The in-situ stress field has predominant influence on creation of a hydraulic fracture, e.g., impacting the orientation and
geometry of the fracture (Perkins and Kern 1961, Warpinski and Schmidt 1982). On the other hand, creation of a hydraulic
fracture could alter the stress field in the surrounding area of the fracture. The stress change, often referred as stress
concentration or stress shadow, decays with the distance away from the fracture (Solliman et al. 2004, Warpinski and
Branagan 1989). The stress shadow induced from multiple parallel fractures will inhibit the growth of the internal fractures,
i.e., sub-center and center fractures (Fisher et al. 2004, Cheng 2009). Chengs work used boundary element model with the
displacement discontinuity method to calculate the stress distributions around multiple transverse fractures and the geometries
of these fractures. It was illustrated that stress concentration occurs between fractures for the in-situ minimum horizontal
stresses (Fig. 1). The maximum horizontal stress is also altered while stress increase is greater for the minimum horizontal
stress than for the maximum horizontal stress. Also, it was found that the widths of the center and sub-center fractures are
strongly influenced by fracture spacing (perforation clusters spacing) where the width of the edge fractures (two outer
fractures) are relatively insensitive to fracture spacing (Cheng 2009). The closer the fractures are placed, the smaller the
widths of the center and sub-center fractures are. An inadequate small spacing may result in too small fracture width on the
center and sub-center fractures such that proppant transportation may become problematic.

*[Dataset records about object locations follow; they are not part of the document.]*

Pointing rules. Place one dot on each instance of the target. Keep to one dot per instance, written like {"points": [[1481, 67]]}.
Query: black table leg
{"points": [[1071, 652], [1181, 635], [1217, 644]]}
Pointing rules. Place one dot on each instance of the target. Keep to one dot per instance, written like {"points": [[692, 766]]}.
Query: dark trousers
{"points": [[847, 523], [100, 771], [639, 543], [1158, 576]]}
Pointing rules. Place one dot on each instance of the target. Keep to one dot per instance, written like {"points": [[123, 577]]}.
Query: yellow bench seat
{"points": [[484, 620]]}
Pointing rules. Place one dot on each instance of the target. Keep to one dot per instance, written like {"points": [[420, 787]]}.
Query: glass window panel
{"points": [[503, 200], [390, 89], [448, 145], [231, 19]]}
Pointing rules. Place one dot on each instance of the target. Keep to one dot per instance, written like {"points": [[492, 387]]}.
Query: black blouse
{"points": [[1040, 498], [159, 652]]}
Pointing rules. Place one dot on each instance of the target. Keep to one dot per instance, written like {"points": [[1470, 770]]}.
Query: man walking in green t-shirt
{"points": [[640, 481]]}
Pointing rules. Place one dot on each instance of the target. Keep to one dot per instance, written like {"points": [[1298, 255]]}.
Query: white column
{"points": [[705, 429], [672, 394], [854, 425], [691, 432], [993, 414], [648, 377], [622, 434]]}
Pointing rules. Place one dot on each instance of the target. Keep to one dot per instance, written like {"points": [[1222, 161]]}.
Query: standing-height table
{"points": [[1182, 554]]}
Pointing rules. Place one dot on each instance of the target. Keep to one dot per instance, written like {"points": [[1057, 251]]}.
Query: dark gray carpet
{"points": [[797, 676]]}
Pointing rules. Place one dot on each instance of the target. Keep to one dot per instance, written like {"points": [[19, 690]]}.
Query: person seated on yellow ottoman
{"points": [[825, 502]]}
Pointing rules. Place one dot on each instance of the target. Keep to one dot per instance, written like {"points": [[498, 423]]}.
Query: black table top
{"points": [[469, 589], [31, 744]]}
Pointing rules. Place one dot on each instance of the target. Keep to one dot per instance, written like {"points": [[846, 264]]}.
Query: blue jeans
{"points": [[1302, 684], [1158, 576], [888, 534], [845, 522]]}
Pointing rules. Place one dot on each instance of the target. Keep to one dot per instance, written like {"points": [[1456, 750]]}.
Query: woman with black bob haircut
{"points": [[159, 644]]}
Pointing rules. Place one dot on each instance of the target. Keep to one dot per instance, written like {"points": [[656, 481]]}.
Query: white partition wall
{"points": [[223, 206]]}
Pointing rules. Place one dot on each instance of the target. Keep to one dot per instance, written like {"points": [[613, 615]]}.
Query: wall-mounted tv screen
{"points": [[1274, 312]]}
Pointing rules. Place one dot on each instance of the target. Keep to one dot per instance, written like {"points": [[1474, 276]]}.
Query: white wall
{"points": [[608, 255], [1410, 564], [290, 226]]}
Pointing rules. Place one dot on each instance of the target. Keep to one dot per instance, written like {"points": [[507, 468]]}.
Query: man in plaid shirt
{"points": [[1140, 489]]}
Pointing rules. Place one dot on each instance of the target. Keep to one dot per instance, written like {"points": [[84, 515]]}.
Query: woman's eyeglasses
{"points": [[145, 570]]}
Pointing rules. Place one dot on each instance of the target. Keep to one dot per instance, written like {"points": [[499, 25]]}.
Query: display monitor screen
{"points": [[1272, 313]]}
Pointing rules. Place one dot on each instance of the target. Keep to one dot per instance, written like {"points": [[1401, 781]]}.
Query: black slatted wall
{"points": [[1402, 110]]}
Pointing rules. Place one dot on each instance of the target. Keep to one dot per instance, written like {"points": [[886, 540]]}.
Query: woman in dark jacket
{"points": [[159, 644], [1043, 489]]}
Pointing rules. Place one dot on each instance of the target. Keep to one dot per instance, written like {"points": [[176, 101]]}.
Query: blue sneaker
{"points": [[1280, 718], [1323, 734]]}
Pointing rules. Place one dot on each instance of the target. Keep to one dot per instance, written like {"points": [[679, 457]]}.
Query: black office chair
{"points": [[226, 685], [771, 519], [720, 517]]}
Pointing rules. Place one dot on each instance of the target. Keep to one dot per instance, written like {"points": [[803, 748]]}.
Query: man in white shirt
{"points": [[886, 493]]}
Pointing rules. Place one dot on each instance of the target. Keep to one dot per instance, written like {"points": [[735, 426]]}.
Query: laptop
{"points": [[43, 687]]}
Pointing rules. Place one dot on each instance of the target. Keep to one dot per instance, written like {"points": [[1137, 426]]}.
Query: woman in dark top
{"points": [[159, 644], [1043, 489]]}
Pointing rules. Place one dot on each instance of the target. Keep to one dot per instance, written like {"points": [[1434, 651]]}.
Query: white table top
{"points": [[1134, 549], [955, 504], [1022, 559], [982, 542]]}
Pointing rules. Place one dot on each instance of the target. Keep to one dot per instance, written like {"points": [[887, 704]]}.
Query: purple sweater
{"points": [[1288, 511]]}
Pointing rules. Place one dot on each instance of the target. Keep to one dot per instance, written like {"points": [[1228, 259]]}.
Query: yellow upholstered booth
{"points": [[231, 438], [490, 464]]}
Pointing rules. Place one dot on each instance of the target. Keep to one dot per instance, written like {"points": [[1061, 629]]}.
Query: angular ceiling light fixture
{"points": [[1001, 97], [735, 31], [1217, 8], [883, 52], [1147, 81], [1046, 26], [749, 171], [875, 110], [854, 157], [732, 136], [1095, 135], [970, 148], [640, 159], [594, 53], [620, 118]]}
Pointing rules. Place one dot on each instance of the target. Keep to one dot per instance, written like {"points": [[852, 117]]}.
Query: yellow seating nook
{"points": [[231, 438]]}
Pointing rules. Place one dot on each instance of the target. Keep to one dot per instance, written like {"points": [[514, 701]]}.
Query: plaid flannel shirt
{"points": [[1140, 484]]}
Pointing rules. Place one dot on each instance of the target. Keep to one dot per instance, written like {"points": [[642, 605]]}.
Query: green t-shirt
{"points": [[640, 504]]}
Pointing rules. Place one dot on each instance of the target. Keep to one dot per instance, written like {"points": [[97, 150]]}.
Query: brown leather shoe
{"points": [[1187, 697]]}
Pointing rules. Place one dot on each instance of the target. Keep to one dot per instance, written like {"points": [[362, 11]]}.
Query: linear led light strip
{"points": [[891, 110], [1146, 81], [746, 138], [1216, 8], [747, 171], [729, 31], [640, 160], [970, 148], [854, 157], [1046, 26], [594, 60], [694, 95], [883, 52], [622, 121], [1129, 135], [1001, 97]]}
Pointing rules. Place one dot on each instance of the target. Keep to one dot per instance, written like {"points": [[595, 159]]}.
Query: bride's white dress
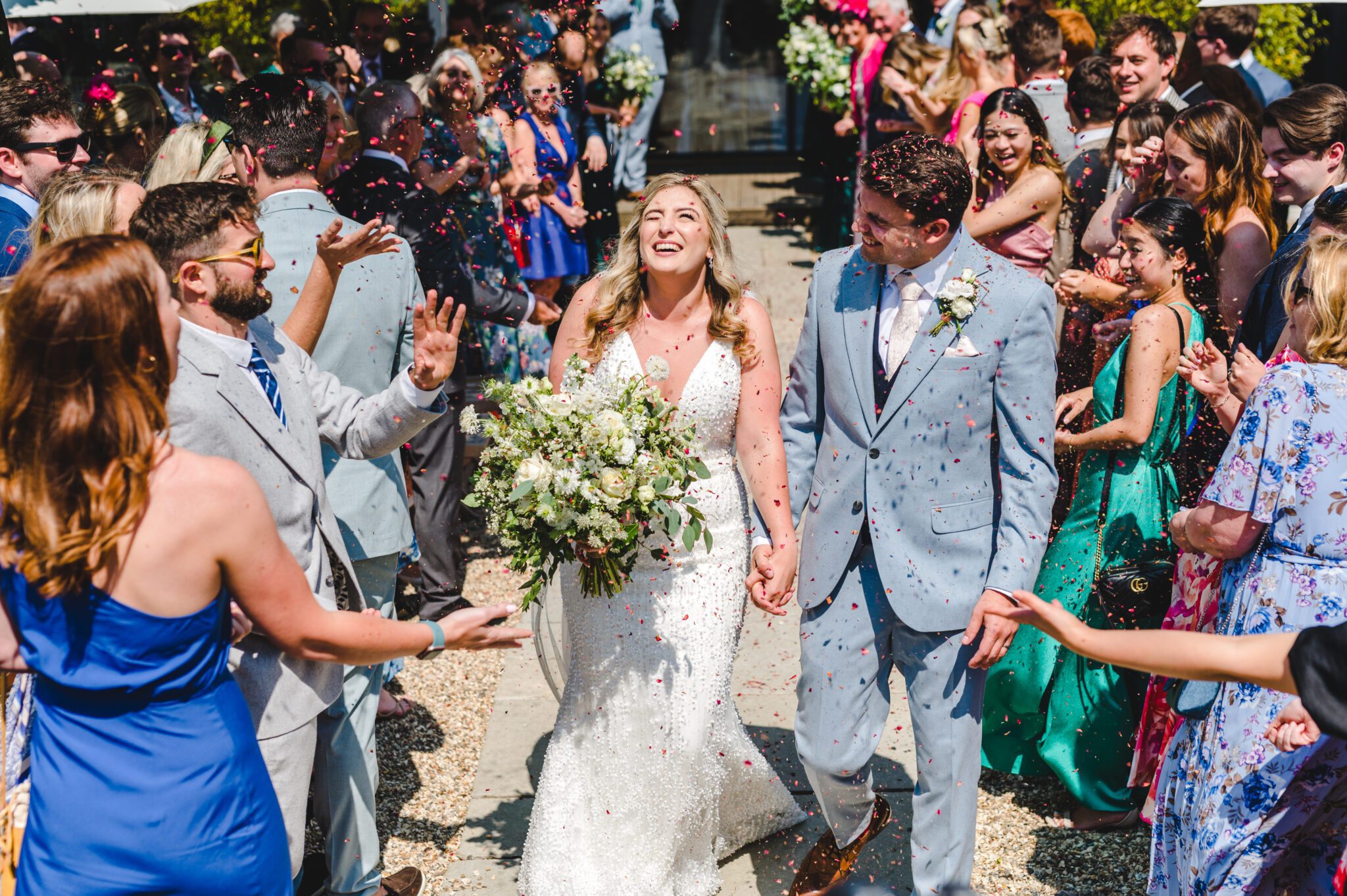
{"points": [[650, 776]]}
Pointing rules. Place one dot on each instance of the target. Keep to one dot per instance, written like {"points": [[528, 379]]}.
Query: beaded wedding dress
{"points": [[650, 776]]}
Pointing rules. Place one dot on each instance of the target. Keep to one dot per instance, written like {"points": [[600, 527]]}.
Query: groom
{"points": [[924, 466]]}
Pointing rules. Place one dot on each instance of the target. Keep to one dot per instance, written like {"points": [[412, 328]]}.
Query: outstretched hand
{"points": [[997, 630], [434, 342], [1294, 728]]}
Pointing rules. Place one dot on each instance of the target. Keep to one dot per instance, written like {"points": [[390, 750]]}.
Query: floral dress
{"points": [[1233, 813], [508, 353]]}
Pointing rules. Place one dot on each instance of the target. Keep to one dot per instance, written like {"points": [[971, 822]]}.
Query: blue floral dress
{"points": [[1233, 813]]}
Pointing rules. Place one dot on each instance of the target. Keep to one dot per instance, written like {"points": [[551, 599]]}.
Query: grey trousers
{"points": [[849, 646], [290, 762], [633, 141], [347, 768]]}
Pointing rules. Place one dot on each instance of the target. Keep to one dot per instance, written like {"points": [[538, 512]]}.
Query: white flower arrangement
{"points": [[816, 62], [958, 299], [597, 463], [632, 72]]}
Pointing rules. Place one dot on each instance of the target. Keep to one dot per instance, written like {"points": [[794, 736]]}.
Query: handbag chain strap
{"points": [[1112, 459]]}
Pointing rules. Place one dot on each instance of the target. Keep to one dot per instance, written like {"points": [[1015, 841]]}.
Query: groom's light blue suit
{"points": [[954, 479]]}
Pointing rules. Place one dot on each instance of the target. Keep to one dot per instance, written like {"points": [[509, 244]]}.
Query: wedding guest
{"points": [[193, 153], [1304, 139], [84, 204], [1021, 186], [1078, 37], [1269, 514], [637, 26], [39, 139], [1047, 713], [169, 61], [1225, 37], [137, 713], [1039, 66], [278, 136], [128, 123], [984, 61], [1141, 55], [545, 146]]}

For the multi-stage fracturing treatments, the stress concentration resulted from the previous fracturing stage may have
significant effects on the initiation and propagation of fractures in the subsequent stage when the cluster spacing is too close
(Warpinski and Branagan 1989). Stress concentration reaches the maximum during the fracture treatment, and decays till
fracture closure as pressure in fractures declines over time. However it is not uncommon that this pressure decay process takes
times longer than the duration between two fracturing stages due to limited and slow fluid loss into matrix. To eliminate the

SPE 138843

influence of stress concentration, it has been suggested that an offset distance (away from the fracture face) should be equal to
1.5 times the fracture height when the fracture height is less than fracture length (Fisher et al. 2004).

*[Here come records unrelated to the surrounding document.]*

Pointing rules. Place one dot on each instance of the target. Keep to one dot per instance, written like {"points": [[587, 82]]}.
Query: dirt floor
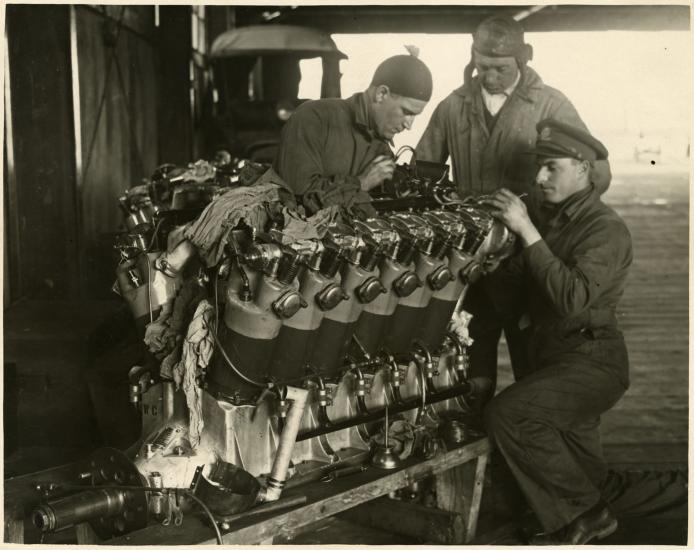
{"points": [[648, 429]]}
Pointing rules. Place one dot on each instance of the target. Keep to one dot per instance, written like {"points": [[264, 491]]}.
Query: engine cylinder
{"points": [[335, 333], [298, 333], [248, 336]]}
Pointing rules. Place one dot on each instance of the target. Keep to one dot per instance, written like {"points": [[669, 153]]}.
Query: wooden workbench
{"points": [[328, 499]]}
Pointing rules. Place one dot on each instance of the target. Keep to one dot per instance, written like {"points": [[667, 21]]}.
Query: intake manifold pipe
{"points": [[461, 359], [361, 388], [278, 474]]}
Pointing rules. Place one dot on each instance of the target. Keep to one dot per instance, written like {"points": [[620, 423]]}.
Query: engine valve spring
{"points": [[164, 438], [369, 259], [406, 252], [331, 262], [289, 268]]}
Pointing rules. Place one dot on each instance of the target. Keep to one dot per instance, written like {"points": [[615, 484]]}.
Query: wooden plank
{"points": [[424, 523], [324, 500], [476, 498]]}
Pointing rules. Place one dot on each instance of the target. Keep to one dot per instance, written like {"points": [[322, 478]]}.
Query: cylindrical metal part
{"points": [[78, 508]]}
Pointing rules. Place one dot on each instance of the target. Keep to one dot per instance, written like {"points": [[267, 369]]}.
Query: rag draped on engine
{"points": [[282, 341]]}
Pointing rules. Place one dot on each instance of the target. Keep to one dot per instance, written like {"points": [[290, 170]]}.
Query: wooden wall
{"points": [[41, 199], [118, 123], [98, 97]]}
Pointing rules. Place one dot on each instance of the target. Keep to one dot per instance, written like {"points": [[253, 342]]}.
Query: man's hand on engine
{"points": [[380, 169], [511, 210]]}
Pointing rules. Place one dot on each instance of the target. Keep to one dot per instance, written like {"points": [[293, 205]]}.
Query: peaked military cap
{"points": [[560, 140]]}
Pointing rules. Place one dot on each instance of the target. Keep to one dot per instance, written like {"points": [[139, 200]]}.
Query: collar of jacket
{"points": [[361, 116], [527, 89], [572, 206]]}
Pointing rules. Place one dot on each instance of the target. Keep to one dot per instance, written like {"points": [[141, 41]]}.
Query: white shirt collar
{"points": [[494, 102]]}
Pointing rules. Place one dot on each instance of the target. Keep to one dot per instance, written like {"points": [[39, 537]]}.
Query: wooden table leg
{"points": [[14, 529], [476, 498]]}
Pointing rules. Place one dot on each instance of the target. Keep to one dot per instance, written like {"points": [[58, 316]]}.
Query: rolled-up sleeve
{"points": [[572, 287], [300, 163]]}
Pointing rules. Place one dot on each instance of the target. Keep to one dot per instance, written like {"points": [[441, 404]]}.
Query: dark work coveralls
{"points": [[325, 145], [546, 423], [487, 153]]}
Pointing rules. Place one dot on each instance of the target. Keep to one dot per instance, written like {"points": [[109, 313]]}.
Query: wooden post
{"points": [[476, 498]]}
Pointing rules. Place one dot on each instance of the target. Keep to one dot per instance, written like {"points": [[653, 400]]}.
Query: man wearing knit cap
{"points": [[484, 126], [334, 151], [572, 267]]}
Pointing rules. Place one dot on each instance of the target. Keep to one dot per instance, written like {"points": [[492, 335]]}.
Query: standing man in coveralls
{"points": [[334, 151], [573, 268], [484, 126]]}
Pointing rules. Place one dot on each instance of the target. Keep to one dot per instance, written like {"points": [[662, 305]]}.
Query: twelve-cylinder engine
{"points": [[303, 340]]}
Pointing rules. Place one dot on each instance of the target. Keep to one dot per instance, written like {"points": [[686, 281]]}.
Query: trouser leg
{"points": [[531, 421], [485, 330], [583, 440], [517, 341]]}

It is often impractical to place fractures or clusters apart 1.5 times fracture height because this will highly limit the
number of fractures, leading to inefficient drainage of shale gas reservoir. From reservoir engineering standpoint, it is desirable
to create more fractures with shorter spacing (Meyer et al. 2009). Current industry practice typically employs cluster spacing
less than 1.5 times fracture height, for example, cluster spacing of 100 ft vs. fracture height of 250 ft. In this situation, the
effect of stress concentration is not negligible. We need to secure a balance between creating more fractures and mitigating
the impact of stress concentration. To realistically optimize fracture design, stress alteration and variable fracture geometry
due to stress concentration must be taken into account.

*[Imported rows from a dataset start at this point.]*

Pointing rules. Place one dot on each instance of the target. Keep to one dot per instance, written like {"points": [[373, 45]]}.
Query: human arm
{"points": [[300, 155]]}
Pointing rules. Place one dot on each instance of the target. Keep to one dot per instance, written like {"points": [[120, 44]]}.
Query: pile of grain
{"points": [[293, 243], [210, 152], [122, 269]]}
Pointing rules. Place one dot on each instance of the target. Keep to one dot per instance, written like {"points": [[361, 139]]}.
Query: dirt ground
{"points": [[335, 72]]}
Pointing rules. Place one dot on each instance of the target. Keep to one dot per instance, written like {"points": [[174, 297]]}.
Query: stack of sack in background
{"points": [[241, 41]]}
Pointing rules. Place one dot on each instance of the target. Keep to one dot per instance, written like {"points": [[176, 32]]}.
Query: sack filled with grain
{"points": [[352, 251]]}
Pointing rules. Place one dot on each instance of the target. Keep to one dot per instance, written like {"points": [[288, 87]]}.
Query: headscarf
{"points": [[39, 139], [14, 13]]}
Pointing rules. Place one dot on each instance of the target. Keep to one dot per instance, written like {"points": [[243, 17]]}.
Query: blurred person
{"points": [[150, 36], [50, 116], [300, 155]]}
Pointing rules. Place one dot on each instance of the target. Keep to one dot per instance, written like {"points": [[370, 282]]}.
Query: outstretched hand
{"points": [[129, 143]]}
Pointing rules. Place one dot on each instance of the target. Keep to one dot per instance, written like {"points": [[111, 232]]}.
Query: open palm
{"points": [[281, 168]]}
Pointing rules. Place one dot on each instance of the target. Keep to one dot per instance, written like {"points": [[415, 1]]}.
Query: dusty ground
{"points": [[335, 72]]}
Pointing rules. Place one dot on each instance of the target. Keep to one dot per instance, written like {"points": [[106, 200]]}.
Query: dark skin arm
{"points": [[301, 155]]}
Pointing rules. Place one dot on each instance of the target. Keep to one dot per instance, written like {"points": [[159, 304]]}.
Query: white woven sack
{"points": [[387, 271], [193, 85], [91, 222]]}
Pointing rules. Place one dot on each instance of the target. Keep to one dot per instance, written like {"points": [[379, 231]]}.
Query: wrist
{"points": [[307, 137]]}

In this paper, the fracture geometry and flow capacity are first quantified by incorporating the effects of stress
concentration due to the mechanical interaction in the creation of multiple fractures at a stage. The impact of such interaction
on the opening of the fractures in the subsequent stages is also evaluated through the elevated in-situ minimum horizontal
stress, which tends to restrain the initiation of the parallel fractures nearby. The reservoir simulation models are then
constructed to forecast the short-term and long-term production performance of horizontal shale gas wells where the
perforation clusters are closely located and the effect of the stress concentration is not negligible. Based on the forecasted
production performance, the economics of the well is evaluated. Four cases are presented to illustrate how the number of
perforation clusters and cluster spacing affect wells gas recovery and economics.
Case Study to Quantify Variation in Fracture Width
In this study, four cases are considered. All cases have the same lateral length (3000 ft), but vary with the number of
stages and cluster spacing.
Case 1 has three transverse fractures per stage and the cluster spacing is 100 ft. It has a total of ten stages. It is referred to
as the base case in this study.
Case 2 has five transverse fractures per stage with a total of six stages. The cluster spacing is 100 ft, same as case1.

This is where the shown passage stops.